Комментарий | 0

Просто джаз

 
 
 
 
 
-1-

                                Н. П.

Как Наташи Ростовой усы *
(перечти, раз не вспомнились сразу),
этот вечер черней полосы
негритянского пьяного джаза.

Всё равно, кто пойдёт за бухлом,
кто проснётся на этом покуда.
Боже мой! Как звенит серебром
барабанщика-негра посуда!

Боже мой! Боже мой!

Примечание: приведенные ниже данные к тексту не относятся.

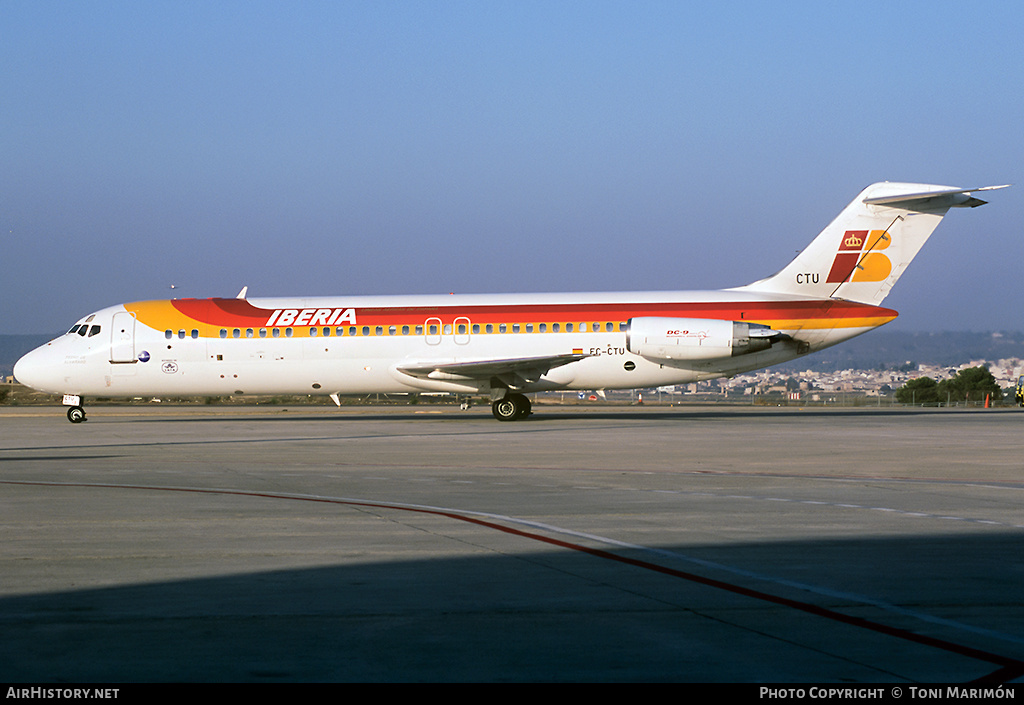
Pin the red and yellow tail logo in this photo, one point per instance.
(859, 257)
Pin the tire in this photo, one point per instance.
(506, 409)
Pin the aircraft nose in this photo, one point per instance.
(36, 370)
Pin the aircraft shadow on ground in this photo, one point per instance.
(543, 615)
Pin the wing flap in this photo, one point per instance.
(513, 371)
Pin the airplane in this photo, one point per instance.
(502, 345)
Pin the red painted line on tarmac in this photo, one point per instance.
(1010, 669)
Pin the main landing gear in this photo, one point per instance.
(511, 408)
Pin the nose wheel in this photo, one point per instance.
(512, 408)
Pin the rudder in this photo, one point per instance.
(861, 254)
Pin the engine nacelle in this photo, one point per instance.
(662, 338)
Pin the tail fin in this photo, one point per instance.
(859, 256)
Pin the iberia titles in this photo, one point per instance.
(311, 317)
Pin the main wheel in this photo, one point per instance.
(524, 405)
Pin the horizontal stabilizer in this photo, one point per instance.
(952, 198)
(859, 256)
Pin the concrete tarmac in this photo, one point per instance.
(586, 543)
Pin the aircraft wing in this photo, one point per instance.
(513, 371)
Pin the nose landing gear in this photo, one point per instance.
(511, 408)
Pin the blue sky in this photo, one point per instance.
(374, 148)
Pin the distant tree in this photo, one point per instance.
(920, 390)
(973, 383)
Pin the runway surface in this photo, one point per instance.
(427, 543)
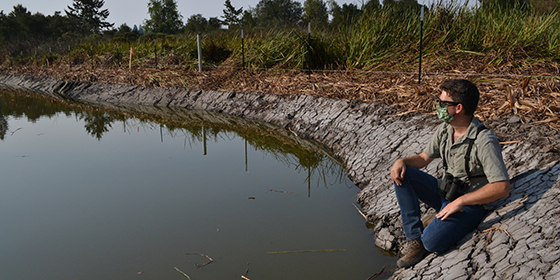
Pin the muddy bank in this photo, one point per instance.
(519, 240)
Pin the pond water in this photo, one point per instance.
(92, 194)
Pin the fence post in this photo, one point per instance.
(155, 50)
(91, 51)
(199, 53)
(242, 50)
(421, 39)
(309, 48)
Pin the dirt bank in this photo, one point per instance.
(519, 240)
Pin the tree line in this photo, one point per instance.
(87, 17)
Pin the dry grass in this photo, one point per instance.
(534, 100)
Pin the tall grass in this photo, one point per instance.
(381, 39)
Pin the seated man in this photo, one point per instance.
(475, 174)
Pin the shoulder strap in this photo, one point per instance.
(468, 154)
(469, 149)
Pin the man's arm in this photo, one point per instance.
(490, 192)
(399, 168)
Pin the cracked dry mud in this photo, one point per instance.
(520, 240)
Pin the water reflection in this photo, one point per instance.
(194, 125)
(105, 191)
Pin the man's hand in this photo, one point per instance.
(488, 193)
(449, 209)
(399, 167)
(397, 172)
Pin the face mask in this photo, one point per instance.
(443, 114)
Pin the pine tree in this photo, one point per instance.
(88, 16)
(232, 17)
(164, 17)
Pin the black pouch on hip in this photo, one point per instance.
(451, 188)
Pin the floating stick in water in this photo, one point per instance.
(182, 273)
(363, 215)
(202, 255)
(280, 191)
(306, 251)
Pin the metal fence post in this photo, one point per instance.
(421, 39)
(309, 48)
(242, 50)
(199, 53)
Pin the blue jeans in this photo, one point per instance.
(439, 235)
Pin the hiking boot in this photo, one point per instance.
(426, 221)
(415, 252)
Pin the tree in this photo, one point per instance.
(316, 12)
(278, 13)
(88, 16)
(232, 17)
(248, 20)
(196, 24)
(164, 17)
(214, 23)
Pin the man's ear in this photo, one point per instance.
(459, 108)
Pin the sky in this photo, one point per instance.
(135, 12)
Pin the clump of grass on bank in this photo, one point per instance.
(382, 39)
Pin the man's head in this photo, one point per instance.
(463, 92)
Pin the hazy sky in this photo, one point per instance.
(135, 12)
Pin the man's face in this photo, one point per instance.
(445, 99)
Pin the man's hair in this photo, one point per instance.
(464, 92)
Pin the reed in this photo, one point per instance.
(382, 39)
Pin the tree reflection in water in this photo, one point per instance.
(194, 125)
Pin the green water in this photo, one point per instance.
(90, 194)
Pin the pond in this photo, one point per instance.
(94, 192)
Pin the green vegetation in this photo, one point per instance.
(377, 36)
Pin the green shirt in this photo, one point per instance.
(486, 164)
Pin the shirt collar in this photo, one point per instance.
(471, 131)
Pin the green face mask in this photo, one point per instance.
(443, 114)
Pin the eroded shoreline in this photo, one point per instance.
(519, 240)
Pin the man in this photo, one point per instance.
(473, 178)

Боже мой!
Я не всуе заладил всё это.
Обернутся усы кутерьмой,
кутерьма обернётся рассветом.

И проснусь я, сжимая в руке
край твоей синеватой ночнушки.
В этот миг на Миссури-реке
на трубе просолирует Пушкин.

 

-2-

                                  С. Ч-ву

Дай мне дерзости, гордости, массы,
дай мне с космосом чувствовать связь,
дай с бутылкой пройти мимо кассы,
от вины и стыда не кривясь.

А потом, может быть, воскресенья
в день восьмой, окончательный день,
и чтоб пушкинским стихотвореньем
загорелась и пахла сирень.

 

-3-

                                 Серёже

Будет утро, утро и румянец
(словно в небе расцвели цветы),
тот, что отличает горьких пьяниц
от таких людей, как я и ты.

Будет в небо тыкаться спросонок
соло на трубе, что чёрный щен,
будет этот щен упрям и звонок,
нежен, беззаботен, обречен.

 

-4-

Облака на небе, облака,
словно голливудские плакаты.
Плечи их и тёплые бока
так нежны и чуточку покаты.

Доплывут до Африки, поди.
А не доплывут, и что такого?
Отчего-то у меня в груди
пусто и светло и бестолково.

Словно, всё на свете мне простив,
нетверёз и вовсе не безгрешен,
на груди расплакался мотив, –
светел, бестолков и безутешен.

Что мне надо, кроме этих слёз?
Ничего, по-честному, не надо.
Пахнет ароматом диких роз,
кисловатой кровью винограда.

А мотив мне близок – по судьбе
и по облакам, плывущем в небе.
Боже мой, пусть вырастет в трубе
самый сладкий и печальный стебель,

пусть течёт его горячий сок,
пусть труба ( зачем она иначе? )
выстрелит мне музыкой в висок,
а потом сильней ещё заплачет.

* Война и мир. Т. 2. Гл. 11-12.
 
 
 
Ascension Восхождение
 
 
                                      Н.П.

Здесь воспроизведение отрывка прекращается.